Hi all,

We have drafted a proposal for supporting lightweight raw Message metadata
which can be found at
https://github.com/apache/pulsar/wiki/PIP-70%3A-Introduce-lightweight-raw-Message-metadata
 and
https://docs.google.com/document/d/1IgnF9AJzL6JG6G4EL_xcoQxvOpd7bUXcgxFApBiPOFY

Also, I copy it to the email thread for easier viewing.

Any suggestions or ideas are welcomed to join the discussion.



## PIP-70:  Introduce lightweight raw Message metadata

### 1. Motivation

For messages in Pulsar, If we want to add new property, we always change
the `MessageMetadata` in protocol(PulsarApi.proto), this kind of property
could be understood by both the broker side and client side by
deserializing the `MessageMetadata` . But in some different cases,, the
property needs to be added from the broker side, Or need to be understood
by the broker side in a low cost way. When the broker side gets the message
produced from the client,  we could add the property at a new area, which
does not combine with `MessageMetadata`, and no need deserializing original
`MessageMetadata` when gets it out ; and when the broker sends the message
to client, we could choose to filter out this part of property(or not as
the client needs). We call this kind of property “raw Message metadata”. By
this way, the “raw Message metadata” consumption is independent, and not
related with the original `MessageMetadata`.
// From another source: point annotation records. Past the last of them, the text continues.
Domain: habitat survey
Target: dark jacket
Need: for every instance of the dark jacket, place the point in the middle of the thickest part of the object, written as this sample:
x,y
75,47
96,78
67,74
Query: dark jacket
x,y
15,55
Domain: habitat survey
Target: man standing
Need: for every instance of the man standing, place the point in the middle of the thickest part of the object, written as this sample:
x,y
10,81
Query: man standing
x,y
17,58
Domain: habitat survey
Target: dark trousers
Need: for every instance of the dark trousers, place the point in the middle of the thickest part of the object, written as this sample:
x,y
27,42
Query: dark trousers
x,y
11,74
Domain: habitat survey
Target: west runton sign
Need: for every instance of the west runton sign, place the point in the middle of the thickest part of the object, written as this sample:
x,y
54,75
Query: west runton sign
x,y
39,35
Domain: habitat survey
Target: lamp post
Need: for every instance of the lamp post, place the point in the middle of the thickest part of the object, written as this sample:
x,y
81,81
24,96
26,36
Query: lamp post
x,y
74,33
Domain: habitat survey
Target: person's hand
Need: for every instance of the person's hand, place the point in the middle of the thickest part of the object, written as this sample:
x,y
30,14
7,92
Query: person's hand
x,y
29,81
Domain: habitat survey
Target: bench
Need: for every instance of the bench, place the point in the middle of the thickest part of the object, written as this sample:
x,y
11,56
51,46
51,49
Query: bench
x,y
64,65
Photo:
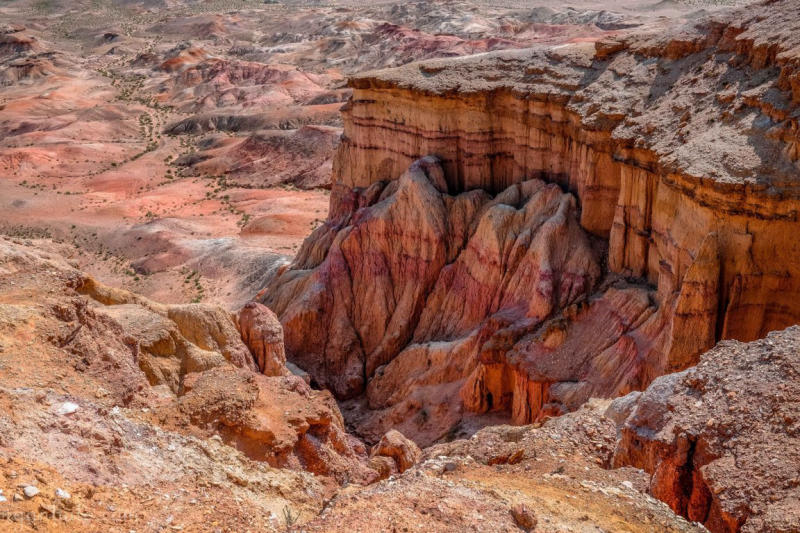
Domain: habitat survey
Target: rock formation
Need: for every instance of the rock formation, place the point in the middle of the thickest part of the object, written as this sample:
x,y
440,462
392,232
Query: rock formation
x,y
394,454
184,368
721,439
263,335
678,152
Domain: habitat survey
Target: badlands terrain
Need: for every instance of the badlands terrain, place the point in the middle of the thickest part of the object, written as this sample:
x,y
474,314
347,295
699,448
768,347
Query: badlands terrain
x,y
430,266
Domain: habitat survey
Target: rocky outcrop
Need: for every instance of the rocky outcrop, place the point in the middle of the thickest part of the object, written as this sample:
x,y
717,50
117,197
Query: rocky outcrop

The benefit for this kind of “raw Message metadata” is that the broker does
not need to  serialize/deserialize for the protobuf-ed `MessageMetadata`,
this will provide a better performance. And also could provide a lot of
features that are not supported yet.

Here are some of the use cases for raw Message metadata:
1) Provide ordered messages by time(broker side) sequence to make message
seek by time more accurate.
Currently, each message has a `publish_time`, it uses client side time, but
for different producers in different clients, the time may not align
between clients, and cause the message order and the message time
(`publish_time`) order may be different.  But each topic-partition only has
one owner broker, if we append broker side time in the “raw Message
metadata”, we could make sure the message order is aligned with broker side
time. With this feature, we could handle the message seek by time more
accurately.

2) Provide continuous message sequence-Id for messages in one
topic-partition.
MessageId is a combination of ledgerId+entryId+batchIndex; for a partition
that contains more than one ledger, the Ids inside is not continuous. By
this solution, we could append a sequence-Id at the end of each Message.
This will make the message sequence management earlier.
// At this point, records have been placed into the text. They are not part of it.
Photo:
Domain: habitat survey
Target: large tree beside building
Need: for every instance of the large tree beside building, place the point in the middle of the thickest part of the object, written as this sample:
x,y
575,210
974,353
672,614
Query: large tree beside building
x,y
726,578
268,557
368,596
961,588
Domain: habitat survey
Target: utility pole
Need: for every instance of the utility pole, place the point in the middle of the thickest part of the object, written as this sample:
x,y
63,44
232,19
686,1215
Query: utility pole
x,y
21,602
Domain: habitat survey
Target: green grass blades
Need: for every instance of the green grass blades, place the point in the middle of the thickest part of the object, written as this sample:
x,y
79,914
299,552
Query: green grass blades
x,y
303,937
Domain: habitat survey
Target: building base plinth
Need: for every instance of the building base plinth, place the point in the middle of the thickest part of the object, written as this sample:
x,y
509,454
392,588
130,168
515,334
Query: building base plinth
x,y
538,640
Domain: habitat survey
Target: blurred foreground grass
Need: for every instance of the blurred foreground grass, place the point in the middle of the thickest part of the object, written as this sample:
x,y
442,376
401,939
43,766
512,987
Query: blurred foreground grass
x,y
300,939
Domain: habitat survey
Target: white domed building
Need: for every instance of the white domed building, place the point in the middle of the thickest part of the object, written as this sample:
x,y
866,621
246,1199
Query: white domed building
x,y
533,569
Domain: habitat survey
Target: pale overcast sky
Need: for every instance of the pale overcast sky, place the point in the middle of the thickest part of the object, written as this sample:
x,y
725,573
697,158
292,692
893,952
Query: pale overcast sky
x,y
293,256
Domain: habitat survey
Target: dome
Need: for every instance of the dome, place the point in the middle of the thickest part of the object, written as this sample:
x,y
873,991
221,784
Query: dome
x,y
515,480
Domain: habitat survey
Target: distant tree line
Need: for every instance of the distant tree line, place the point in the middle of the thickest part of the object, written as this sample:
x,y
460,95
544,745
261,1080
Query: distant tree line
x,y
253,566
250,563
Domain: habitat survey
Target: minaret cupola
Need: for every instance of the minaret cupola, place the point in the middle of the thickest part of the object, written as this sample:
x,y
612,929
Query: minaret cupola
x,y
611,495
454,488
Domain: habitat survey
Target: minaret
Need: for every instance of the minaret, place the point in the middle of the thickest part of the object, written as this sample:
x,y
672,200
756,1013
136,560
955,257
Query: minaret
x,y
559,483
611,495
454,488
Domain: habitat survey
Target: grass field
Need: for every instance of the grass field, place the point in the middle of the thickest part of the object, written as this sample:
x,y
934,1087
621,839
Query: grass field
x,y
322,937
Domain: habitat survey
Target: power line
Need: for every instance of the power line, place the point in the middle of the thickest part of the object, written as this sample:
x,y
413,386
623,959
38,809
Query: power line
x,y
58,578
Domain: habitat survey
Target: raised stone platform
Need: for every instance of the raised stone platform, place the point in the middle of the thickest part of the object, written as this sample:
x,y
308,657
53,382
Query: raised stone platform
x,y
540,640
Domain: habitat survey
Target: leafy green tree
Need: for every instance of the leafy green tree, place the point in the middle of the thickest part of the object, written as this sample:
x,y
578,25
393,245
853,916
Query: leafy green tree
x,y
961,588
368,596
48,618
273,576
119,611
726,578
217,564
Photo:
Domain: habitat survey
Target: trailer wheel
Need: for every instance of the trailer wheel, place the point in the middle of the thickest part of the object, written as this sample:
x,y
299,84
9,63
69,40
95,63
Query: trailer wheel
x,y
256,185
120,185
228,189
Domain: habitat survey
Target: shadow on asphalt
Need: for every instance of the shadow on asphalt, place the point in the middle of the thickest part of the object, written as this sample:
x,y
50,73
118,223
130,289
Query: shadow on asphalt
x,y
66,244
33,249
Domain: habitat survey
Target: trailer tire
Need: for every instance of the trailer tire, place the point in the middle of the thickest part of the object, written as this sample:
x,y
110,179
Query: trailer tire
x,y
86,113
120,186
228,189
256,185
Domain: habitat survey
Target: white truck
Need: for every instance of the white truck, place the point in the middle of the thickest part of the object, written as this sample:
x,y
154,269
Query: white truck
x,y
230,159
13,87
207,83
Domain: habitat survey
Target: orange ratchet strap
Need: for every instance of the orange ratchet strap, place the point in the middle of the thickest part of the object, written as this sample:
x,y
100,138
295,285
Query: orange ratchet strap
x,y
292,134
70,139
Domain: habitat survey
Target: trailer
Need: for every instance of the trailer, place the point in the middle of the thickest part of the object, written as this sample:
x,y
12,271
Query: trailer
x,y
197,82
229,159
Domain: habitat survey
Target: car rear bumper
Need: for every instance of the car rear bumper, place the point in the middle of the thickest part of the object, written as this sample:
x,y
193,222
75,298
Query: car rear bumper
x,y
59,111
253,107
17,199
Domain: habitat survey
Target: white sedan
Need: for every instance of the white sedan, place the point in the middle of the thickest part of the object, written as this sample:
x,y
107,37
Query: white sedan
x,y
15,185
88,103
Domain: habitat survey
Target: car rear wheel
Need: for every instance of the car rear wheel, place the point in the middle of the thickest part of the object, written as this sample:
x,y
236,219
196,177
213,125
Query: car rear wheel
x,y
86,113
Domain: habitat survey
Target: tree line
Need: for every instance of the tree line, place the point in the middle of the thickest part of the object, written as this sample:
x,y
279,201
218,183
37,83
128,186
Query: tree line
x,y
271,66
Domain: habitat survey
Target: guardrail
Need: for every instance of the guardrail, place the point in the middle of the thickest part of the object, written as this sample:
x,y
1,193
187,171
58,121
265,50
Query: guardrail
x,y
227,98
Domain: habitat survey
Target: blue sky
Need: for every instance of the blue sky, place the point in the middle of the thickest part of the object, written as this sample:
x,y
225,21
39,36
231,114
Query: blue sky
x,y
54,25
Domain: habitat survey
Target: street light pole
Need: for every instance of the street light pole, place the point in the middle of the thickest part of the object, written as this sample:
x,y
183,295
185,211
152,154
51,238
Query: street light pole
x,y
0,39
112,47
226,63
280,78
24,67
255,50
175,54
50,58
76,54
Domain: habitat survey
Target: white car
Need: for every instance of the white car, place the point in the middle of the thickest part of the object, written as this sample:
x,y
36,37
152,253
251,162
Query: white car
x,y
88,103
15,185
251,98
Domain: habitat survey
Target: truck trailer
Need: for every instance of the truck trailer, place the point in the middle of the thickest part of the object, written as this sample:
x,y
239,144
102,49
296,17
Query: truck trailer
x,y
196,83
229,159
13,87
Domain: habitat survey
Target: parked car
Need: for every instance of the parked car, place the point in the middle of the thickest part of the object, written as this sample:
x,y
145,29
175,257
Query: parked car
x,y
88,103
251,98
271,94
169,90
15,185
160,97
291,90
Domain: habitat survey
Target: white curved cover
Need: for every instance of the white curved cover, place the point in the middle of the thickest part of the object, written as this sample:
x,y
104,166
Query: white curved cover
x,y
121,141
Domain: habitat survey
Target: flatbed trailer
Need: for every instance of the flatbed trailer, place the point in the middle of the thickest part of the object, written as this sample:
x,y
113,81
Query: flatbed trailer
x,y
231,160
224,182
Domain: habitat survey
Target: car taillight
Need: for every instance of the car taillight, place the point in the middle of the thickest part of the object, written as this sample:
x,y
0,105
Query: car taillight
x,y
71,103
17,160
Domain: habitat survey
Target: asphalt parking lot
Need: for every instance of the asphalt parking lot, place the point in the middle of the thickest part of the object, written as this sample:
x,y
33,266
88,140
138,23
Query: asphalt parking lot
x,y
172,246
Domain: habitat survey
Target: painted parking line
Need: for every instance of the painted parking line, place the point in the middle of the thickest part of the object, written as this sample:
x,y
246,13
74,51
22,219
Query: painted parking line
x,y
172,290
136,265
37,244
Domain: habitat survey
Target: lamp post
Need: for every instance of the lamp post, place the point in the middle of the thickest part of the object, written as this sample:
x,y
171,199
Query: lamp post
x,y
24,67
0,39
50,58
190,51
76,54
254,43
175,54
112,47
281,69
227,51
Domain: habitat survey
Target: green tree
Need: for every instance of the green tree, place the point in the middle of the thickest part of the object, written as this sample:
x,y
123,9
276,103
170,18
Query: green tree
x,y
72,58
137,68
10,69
In this proposal, we will take count in the first feature “provide ordered
message by time(broker side) sequence” mentioned above, this will be easier
to go through the proposal.

### 2. Message and “raw Message metadata” structure changes.

As mentioned above, there are 2 main benefits in this proposal:

1. Most of all the change happened on the Broker side.
2. Avoid to serialize/deserialize for the protobuf-ed `MessageMetadata`.

#### 2.1 Raw Message metadata structure in Protobuf

Protobuf used a lot in Pulsar, we could use Protobuf to do the raw Message
metadata serialize/deserialize.
In this example, we will save the broker side timestamp when each message
is sent from the broker to BookKeeper. So the definition is very simple.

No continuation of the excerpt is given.